CRPG-Recherche

Morphotectonique

Morphotectonique, paléosismicité et sismotectonique en Himalaya

Dans le cadre du modèle sismotectonique du prisme himalayen décrit par Pandey et al. [1995] sur la base de la microsismicité récente, puis par Lavé et Avouac [2000, 2001] sur la base de terrasses fluviales déformées, on s’attend à ce que l’essentiel de la convergence entre Inde et Sud Tibet se fasse de manière co-sismique à la faveur de séismes de magnitude supérieure ou égale à 8 générés sous la Haute Chaîne, et rompant l’intégralité d’un grand niveau de décollement (MHT). Ces ruptures sismiques viendraient s’exprimer en surface au niveau du chevauchement frontal himalayen (MFT).
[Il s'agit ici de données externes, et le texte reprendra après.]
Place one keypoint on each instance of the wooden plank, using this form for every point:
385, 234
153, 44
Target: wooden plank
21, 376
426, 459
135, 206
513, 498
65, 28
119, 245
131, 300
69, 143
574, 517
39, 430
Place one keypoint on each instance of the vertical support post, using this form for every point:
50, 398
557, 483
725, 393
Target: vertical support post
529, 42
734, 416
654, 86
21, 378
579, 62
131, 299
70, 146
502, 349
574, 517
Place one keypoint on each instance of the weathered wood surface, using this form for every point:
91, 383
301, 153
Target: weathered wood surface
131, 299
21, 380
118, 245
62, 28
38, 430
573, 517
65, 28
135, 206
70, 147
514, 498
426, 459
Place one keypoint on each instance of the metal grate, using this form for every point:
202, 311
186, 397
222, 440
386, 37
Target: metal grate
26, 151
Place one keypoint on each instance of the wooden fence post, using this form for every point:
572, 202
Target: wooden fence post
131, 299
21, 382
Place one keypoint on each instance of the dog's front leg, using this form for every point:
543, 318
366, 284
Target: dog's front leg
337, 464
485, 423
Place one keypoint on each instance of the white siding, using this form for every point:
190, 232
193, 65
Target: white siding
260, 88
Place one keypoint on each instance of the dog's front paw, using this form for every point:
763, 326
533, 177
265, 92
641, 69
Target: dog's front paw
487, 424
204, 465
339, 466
Afin de valider ce fonctionnement sismotectonique proposé et de préciser la chronologie récente de tels évènements (fréquence d’occurrence des forts séismes, le glissement associé à ces événements, l’extension latérale des événements), nous avons mené en collaboration avec Doug Yule (California State University _ Northridge) et Som Sapkota (Département des Mines et de la Géologie du Népal) plusieurs études en tranchées notamment dans la zone touchée par le séisme du Bihar-Népal en 1934 et dans la zone de lacune sismique plus à l’Ouest du pays.
Suite à une prospection systématique du front himalayen au Népal, un premier site au centre-est du pays a été tranché près de la Marha Khola. Dans les deux tranchées, ainsi que le long d’une coupe naturelle rafraîchie (Figure), nous avons mis en évidence un événement sismique majeur et pu préciser le fonctionnement sismotectonique du grand décollement himalayen (MHT) [Lavé et al., 2005] :
• L’événement enregistré se situe aux alentours de A.D. 1100 de notre ère, et est associé à une rupture de 17m, soit à une magnitude éventuellement proche de Mw=8.8.
• Comme le laissait supposer l’absence d’informations sur l’existence de rupture de surface associées au séisme de Bihar Népal de 1934, ce séisme n’a pas rompu la surface au niveau du MFT au centre Est Népal. Il est donc possible que la déformation associée (glissement moyen estimé de l’ordre de 5m par la sismologie) comme aux séismes de magnitude voisine de 8 ne soient pas suffisant pour propager la rupture jusqu’à la surface et que seules les magnitudes supérieures à 8.2 soient susceptibles de le faire. Les implications en terme d’évaluation du risque sismique à partir de tranchées sismiques sont par conséquent importantes.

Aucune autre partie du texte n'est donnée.